The New York Times reported that some lobster shacks across Maine are selling lobster rolls for as high as $34.

The issue this year and the reason for the increase is that lobsters are just really, really high. They’re exceptionally high,” said Tawyna Clough, owner of Mosher’s Seafood in Farmington. “This isn’t a normal increase in lobster prices. What we’re seeing right now is not close to normal.”

For the first time in “four or five years,” Mosher’s has had to increase the price of their large lobster roll from $21 to $26. Likewise for the Dutch Treat in Wilton, who has increased their lobster roll by a dollar twice this year for the first time in a while.

“It always makes it harder when the prices go up but we still seem to be selling quite a few of them,” said Allison Welch, owner of the Dutch Treat.

Calzolaio Pasta Company in Wilton has had to take fresh lobster off the menu.


Tom Marcellino, co-owner of Calzolaios, said that “in order to sell (lobster) and maintain the right percentage of cost, I would have to sell it at an exorbitant amount of money that I would not be interested in paying myself nor would I be interested in asking my customers to pay even though people may choose to do that.”

I’ve chosen at this point in time not to ask customers to pay a ridiculous amount of money on a lobster roll or lose money on it,” Marcellino explained.

At the docks, lobstermen are benefitting from the prices but fearing the potential drop-off.

Mark Bradstreet, a lobsterman from Camden said that the dock price for selling lobster is nearly $3 a pound higher than it normally would be.

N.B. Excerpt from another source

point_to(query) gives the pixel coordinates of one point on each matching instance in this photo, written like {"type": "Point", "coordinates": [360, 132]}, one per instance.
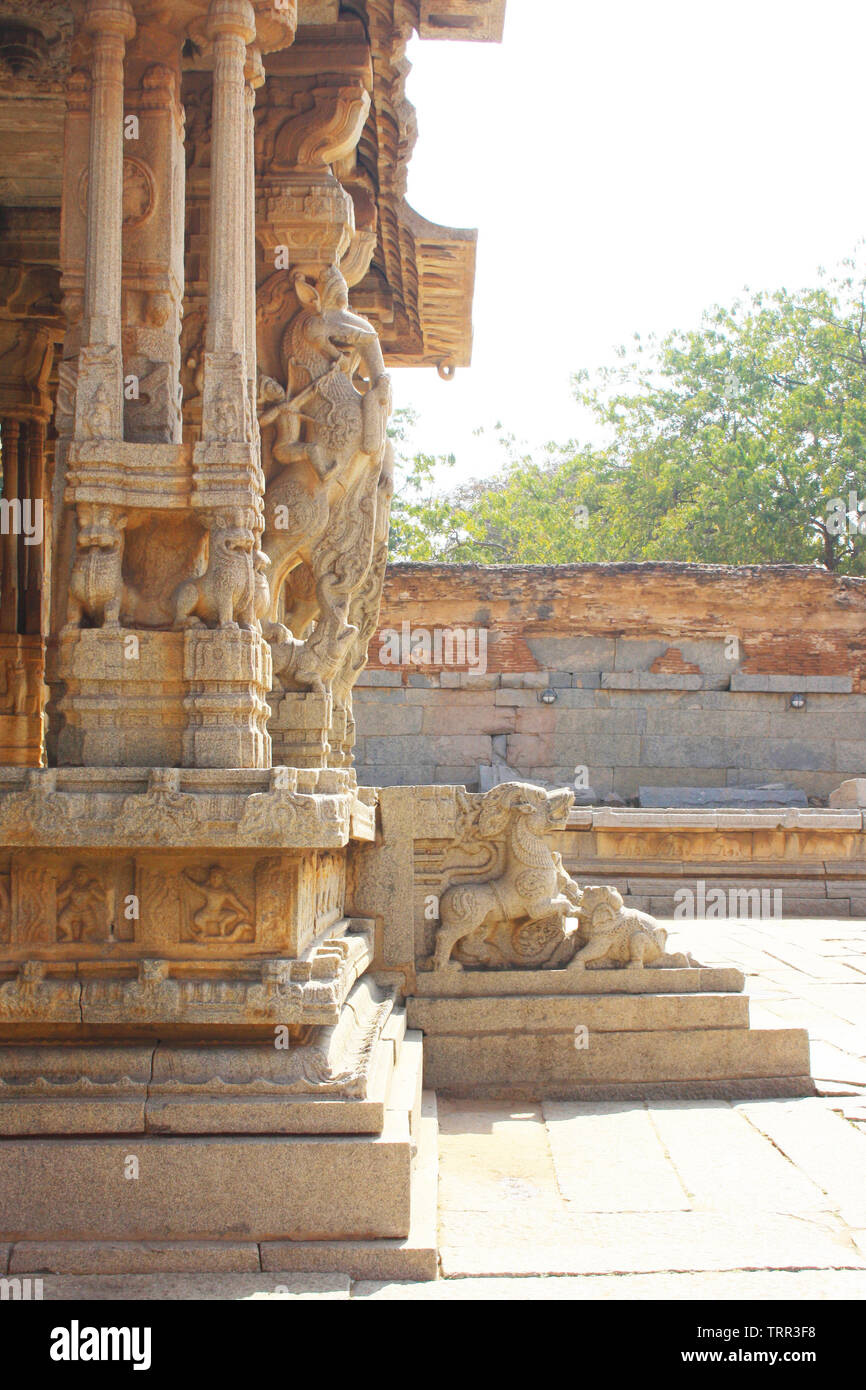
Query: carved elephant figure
{"type": "Point", "coordinates": [616, 934]}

He’s currently selling lobster at $6.80 a pound when ordinarily at this time of year, he’d be selling it for $4.

Bradstreet said there’s a variety of reasons causing this dramatic increase: lobstermen are catching less lobsters than usual, Canadian processors are buying up a lot of American product, there’s a “boom” in tourism in Maine this year, and there’s a shortage of lobstermen — in particular, sternmen, who assist on the boats.

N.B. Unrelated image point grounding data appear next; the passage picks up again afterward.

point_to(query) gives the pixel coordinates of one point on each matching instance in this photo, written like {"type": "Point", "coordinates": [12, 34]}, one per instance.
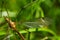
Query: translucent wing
{"type": "Point", "coordinates": [39, 23]}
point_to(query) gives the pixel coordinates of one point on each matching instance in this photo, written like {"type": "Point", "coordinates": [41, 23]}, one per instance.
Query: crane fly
{"type": "Point", "coordinates": [39, 23]}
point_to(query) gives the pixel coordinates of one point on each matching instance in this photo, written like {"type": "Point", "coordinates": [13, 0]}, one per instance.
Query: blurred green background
{"type": "Point", "coordinates": [35, 19]}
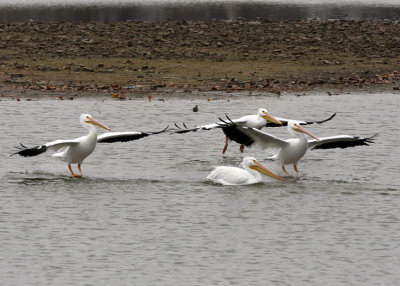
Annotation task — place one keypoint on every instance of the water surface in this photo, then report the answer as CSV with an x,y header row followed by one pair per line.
x,y
144,213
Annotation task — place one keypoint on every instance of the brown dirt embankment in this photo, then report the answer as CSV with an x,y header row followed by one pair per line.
x,y
137,57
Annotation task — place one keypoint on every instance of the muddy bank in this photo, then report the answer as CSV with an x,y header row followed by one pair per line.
x,y
143,57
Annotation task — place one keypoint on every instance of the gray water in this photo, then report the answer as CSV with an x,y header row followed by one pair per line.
x,y
165,10
144,213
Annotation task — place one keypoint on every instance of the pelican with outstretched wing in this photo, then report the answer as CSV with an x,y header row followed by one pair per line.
x,y
249,174
258,121
290,151
76,150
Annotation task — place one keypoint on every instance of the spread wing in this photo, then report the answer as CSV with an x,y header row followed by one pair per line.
x,y
111,137
220,124
252,137
339,141
285,121
53,146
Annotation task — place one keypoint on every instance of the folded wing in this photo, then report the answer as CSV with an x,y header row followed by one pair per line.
x,y
53,146
340,141
285,121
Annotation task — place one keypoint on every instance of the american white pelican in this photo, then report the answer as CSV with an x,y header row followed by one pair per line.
x,y
258,121
290,151
76,150
250,174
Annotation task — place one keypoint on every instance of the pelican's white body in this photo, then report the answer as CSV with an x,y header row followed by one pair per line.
x,y
294,150
83,147
253,121
227,175
75,154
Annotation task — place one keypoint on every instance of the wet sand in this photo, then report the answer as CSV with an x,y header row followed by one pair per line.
x,y
123,58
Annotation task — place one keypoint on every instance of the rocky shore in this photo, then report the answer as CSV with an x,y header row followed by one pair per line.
x,y
123,58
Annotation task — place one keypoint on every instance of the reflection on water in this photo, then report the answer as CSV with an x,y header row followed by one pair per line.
x,y
200,11
144,214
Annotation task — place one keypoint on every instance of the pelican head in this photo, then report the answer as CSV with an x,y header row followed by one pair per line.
x,y
251,163
294,126
86,119
262,112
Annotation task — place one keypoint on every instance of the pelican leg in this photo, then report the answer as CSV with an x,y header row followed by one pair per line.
x,y
80,171
226,144
72,172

Bradstreet’s biggest concern is how “there may in fact be less lobsters to catch.” He explained that the Maine lobster catch peak has declined from 120 million pounds to 100 million pounds over the last few years. Though his business is prospering right now, the threat of lobsters disappearing in the coming months always looms in the background.

Though quite a few restaurants in the area have increased their prices, Clough and Welch say that increasing lobster prices have not yet hurt their businesses.

It doesn’t seem to be impacting people buying them,” Welch said.

Farmington is a tourist town,” Clough said. “The tourists are here right now and I’m not sure that they’re overly surprised by the price.”